The NCAA said Boeheim did not promote an atmosphere of compliance and failed to monitor the activities of those who reported to him regarding academics and boosters.
The NCAA said several violations involved students and staff. The report added that academic violations stemmed from the director of basketball operations, who was hand-picked by Boeheim to address academic matters.
"The rule's pretty clear," said Britton Banowsky, chief hearing officer for the NCAA. "The head coach has a duty to monitor activities in his program. Jim Boeheim did dispute that he should be held accountable. There was controversy over that. It (the charge) was not effectively rebutted at all."
The report said the former director of basketball operations, whose job primarily consisted of monitoring academic performance of basketball student-athletes, became overly involved. He collected and maintained student-athletes' usernames and passwords and provided them to others, including student-athlete support services.
The report said the director and members of the support staff regularly accessed student-athletes' network and email accounts in an effort to monitor academic progress, tracked course responsibilities and scheduling as well as incoming communications from professors regarding course work and class status. As part of the routine, they also accessed and sent emails from student-athletes' accounts and corresponded directly with professors and included attached course work, which was necessary to maintain the required grades for the student-athletes to remain eligible, the report said.
In 2012, former center Fab Melo was declared ineligible for the NCAA tournament days before it started. NCAA spokesman Erik Christianson said the university declared Melo ineligible. Melo also missed three Big East games during the season because of an academic issue.

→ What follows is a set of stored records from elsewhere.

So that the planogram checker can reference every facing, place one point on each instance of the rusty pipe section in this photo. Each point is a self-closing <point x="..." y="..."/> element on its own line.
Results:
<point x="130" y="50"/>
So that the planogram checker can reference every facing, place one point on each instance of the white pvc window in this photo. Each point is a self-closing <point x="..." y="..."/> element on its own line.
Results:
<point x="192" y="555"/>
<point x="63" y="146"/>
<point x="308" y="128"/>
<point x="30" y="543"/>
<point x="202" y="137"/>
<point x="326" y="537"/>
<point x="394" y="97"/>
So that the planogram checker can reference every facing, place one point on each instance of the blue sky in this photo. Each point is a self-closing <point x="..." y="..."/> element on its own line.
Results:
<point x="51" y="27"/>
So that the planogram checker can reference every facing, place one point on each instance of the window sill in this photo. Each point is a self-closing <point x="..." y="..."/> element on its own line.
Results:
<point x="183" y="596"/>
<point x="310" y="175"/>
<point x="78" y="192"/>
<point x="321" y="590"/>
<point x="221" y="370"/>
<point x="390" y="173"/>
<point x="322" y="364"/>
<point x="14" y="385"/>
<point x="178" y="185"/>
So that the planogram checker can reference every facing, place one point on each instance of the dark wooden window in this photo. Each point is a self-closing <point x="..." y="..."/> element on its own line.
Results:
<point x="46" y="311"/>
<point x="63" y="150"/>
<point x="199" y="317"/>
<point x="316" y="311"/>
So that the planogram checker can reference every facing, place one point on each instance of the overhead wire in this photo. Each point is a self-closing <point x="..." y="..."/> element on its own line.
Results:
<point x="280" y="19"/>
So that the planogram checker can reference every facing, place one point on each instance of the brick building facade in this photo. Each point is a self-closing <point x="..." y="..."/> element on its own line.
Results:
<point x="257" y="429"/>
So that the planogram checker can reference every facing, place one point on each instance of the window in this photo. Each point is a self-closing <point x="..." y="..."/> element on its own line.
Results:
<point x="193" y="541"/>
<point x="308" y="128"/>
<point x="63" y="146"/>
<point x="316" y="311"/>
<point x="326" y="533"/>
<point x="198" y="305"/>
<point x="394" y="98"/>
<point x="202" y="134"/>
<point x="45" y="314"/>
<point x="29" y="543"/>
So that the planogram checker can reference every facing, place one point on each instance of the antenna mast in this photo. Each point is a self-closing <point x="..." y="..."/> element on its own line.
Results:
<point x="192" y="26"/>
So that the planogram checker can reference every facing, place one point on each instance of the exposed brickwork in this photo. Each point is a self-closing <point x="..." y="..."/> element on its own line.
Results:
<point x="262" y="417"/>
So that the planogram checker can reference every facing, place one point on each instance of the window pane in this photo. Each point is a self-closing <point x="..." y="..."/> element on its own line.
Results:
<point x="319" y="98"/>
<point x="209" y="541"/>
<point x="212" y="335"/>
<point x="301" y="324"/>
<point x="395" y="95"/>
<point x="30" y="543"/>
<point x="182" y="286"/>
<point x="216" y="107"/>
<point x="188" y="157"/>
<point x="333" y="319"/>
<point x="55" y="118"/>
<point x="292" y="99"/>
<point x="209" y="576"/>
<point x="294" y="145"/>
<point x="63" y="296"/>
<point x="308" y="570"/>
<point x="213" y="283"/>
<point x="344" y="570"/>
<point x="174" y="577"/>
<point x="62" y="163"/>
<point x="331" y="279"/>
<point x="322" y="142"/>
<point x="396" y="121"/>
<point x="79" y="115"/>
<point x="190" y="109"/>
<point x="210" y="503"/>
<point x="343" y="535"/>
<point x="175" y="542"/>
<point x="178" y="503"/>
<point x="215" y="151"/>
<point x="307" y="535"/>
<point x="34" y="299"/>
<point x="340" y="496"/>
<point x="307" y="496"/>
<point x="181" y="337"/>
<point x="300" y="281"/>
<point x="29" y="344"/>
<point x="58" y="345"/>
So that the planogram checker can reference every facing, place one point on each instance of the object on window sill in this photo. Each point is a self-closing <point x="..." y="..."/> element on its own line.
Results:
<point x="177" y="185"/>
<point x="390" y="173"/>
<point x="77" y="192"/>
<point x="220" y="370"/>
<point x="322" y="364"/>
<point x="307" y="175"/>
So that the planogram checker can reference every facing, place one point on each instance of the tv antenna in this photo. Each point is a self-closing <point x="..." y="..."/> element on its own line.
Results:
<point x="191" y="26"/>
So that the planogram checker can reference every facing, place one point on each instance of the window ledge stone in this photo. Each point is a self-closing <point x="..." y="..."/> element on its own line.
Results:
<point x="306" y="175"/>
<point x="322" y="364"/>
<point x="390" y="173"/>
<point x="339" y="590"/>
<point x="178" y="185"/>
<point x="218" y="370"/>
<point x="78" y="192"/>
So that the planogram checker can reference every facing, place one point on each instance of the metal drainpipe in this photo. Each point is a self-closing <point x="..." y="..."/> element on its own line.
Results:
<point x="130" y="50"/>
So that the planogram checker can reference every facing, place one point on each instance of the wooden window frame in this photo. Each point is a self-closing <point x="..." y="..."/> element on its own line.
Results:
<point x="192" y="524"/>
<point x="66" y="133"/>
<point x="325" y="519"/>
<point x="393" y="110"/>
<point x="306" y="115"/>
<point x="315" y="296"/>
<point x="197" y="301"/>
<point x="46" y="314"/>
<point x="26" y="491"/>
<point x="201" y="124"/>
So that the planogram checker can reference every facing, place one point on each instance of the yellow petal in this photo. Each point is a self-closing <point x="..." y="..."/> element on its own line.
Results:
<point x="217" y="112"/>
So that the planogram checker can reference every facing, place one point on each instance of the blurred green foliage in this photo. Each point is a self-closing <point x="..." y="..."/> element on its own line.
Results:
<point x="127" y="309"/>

In the 2012-13 season, former forward James Southerland sat out six games for an academic issue related to a term paper but played in the NCAA Tournament and helped lead the Orange to the Final Four.
In its decision, the committee specifically addressed academic integrity.
"Improper institutional involvement and influence in a student's academic work in order to gain or maintain eligibility is a violation of NCAA rules and a violation of the most fundamental core values of the NCAA and higher education," the committee wrote.
The committee also found that from 2001-09 the school did not follow its own written policies and procedures for students who tested positive for banned substances. NCAA rules require that if schools have a drug-testing policy, it must include substances on the banned list and the school must follow its policy. Syracuse had a written policy, but both Boeheim and athletic director Daryl Gross acknowledged they did not follow it.
In addition to the one-year postseason ban for the men's basketball team, the university announced it also had self-imposed other penalties, including elimination of one scholarship for men's basketball for the 2015-2016 season, vacating 24 men's basketball wins (15 in 2004-05 and nine in 2011-12) and 11 football wins from 2004-07 under former coaches Paul Pasqualoni and Greg Robinson.
The school must return to the NCAA all funds it has received through the former Big East Conference revenue sharing for its appearances in the 2011, 2012 and 2013 NCAA men's basketball tournament.
The 94-page NCAA report said a booster developed relationships with men's basketball and football players and members of the men's basketball staff. In some instances, the report said the basketball staff encouraged students to develop relationships with the booster, which resulted in rule violations.
The investigation also found that the booster provided more than $8,000 in cash to three football and two men's basketball students for volunteering at a local YMCA. Additionally, the booster gave money to basketball staff members for appearances or assistance at YMCA events, and those payments were not reported to the school as outside income or supplemental pay, as NCAA rules require.